Так что если закрыть глаза, то запросто можно представить себе, что находишься не возле охраняемого со всех сторон лагеря, под завязку набитого урками, а в мирной сибирской деревушке дворов эдак на десять, тихой и уютной, которой равно наплевать на землетрясение в Индонезии и на президентские указы касательно полномочий губернаторов, где ползимы нет электричества, передвижная лавка приезжает раз в полгода, а самым страшным в мире человеком считается тракторист Коля, который по пьяни и при посредстве топора страсть как любит ломиться в избу к незамужней Таньке, и остановить его можно, лишь огрев оглоблей по черепушке…

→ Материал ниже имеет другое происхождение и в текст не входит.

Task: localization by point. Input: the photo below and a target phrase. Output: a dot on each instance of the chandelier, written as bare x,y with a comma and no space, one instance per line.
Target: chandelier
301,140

Ежели откровенно, то нельзя сказать, что подобные пасторальные настроения мучили Алексея постоянно, однако сейчас отчего-то нахлынуло. И не исключено, что причиной тому явилось присутствие рядом дочурки «хозяина».
Марии Александровны.
Глава вторая.
Трое плюс пистолет
27 июля 200* года, 23.16.
Воспевать ночную езду по тайге взялись бы разве самые отпетые романтики – из тех, что если и выбираются из столиц, то не далее чем на дачные участки, где, сидя на веранде с видом на жидкий, истоптанный грибниками лесок, прихлёбывают чаёк напополам с коньячком и сочиняют сердцещипательные песенки о палатках, геологах, кострах, о туманах и о запахах тайги. В общем, про то, что «нам не страшен дождик хмурый».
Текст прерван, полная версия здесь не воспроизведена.